Les analystes financiers sous-estiment les résultats des banques d’affaires

Étonnant constat que celui tiré de la lecture des derniers résultats trimestriels des banques d’investissements américaines. Les analystes financiers avaient dans leur ensemble prévu des bénéfices par action (BPA) et price earning ratio (PER) inférieurs à ceux finalement annoncés par les établissements concernés. A l’exception notable de Citigroup, dont le bénéfice net par action du premier trimestre 2002 est ressorti à 74 cents, alors que les analystes tablaient sur 78 cents.
Si les analystes, qui s’appuient notamment sur la faiblesse du marché des fusions et acquisitions, ont annoncé des chutes de bénéfices, ces dernières ont été quelque peu sous-évaluées. Dans la plupart des cas, les prévisions ont été légèrement inférieures à la réalité, comme pour Lehman Brothers, qui a annoncé un BPA net de 0,99 dollar par action, contre 0,94 dollar pour le consensus, selon la valeur médiane calculée par l’agence spécialisée First Call.
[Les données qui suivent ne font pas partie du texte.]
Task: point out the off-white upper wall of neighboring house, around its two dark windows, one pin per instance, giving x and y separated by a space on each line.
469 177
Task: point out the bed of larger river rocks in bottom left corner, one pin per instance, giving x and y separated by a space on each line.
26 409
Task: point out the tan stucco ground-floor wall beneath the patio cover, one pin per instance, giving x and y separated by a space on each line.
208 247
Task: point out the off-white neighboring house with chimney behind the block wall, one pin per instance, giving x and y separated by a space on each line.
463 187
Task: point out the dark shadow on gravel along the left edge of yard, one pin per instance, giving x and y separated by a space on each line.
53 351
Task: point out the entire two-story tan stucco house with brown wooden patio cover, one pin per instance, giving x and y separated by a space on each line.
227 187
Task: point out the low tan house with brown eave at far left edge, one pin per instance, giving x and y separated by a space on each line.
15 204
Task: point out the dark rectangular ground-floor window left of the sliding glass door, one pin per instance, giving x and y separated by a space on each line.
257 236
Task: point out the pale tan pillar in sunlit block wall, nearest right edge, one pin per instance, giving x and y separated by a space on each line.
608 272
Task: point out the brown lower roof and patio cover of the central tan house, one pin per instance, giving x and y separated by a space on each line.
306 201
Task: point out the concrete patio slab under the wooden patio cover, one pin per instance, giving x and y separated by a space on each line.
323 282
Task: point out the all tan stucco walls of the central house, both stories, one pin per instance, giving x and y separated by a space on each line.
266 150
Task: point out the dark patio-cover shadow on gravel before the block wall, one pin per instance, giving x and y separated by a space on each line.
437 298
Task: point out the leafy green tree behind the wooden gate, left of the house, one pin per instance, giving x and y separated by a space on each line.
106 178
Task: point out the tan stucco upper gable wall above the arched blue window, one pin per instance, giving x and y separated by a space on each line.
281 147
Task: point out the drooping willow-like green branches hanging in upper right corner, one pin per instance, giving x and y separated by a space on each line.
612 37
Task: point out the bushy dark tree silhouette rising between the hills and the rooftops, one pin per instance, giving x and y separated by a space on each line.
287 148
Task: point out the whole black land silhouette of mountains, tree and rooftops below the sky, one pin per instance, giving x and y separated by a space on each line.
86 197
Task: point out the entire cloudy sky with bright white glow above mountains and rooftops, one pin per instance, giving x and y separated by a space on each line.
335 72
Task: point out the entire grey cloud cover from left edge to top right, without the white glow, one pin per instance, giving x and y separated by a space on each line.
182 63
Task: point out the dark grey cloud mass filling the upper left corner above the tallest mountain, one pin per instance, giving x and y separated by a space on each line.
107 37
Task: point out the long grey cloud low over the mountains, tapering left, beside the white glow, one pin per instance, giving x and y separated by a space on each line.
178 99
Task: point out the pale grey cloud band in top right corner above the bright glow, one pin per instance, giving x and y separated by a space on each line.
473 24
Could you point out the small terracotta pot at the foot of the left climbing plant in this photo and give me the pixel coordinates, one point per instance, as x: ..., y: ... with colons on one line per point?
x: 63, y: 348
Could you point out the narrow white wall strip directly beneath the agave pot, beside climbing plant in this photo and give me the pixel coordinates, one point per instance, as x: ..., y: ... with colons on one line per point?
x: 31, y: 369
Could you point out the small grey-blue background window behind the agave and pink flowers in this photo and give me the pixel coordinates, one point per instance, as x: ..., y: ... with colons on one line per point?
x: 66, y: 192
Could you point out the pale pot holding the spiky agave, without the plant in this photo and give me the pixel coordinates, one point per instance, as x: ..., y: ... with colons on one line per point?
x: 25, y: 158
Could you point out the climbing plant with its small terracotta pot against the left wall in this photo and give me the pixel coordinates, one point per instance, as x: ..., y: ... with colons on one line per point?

En revanche, pour certains établissements financiers, la différence est nettement plus marquée. Tel est le cas notamment de Morgan Stanley et Goldman Sachs, chez qui la sous-évaluation excède 10 %. Alors que le consensus établi par First Call s’attendait pour Goldman Sachs à un BPA de 0,89 dollar, celui-ci a atteint au final 0,98 dollar.
La différence est encore plus flagrante pour Bear Stearns, chez qui la différence dépasse 35 %. « Cette banque est sans doute moins bien suivie par les analystes que les Morgan Stanley ou Goldman Sachs », reconnaît un analyste. Il faut bien avouer cependant que les résultats des banques d’affaires sont de plus en plus difficiles à prédire, eu égard à l’incertitude du contexte économique. Certains établissements, comme la Deutsche Bank ont même enregistré des pertes pour la première fois de leur histoire ! Il n’empêche que les analystes, encore échaudés par les attentats du 11 septembre et la faillite d’Enron, ont peut-être un peu trop noirci le tableau. «Il s’avère que les réductions de coûts ont été plus efficaces que prévues par les analystes, de même que les gains tirés de l’activité fixed income (placement de l’épargne et des revenus), difficiles en effet à évaluer par rapport aux revenus attendus des opérations de marché», explique un observateur.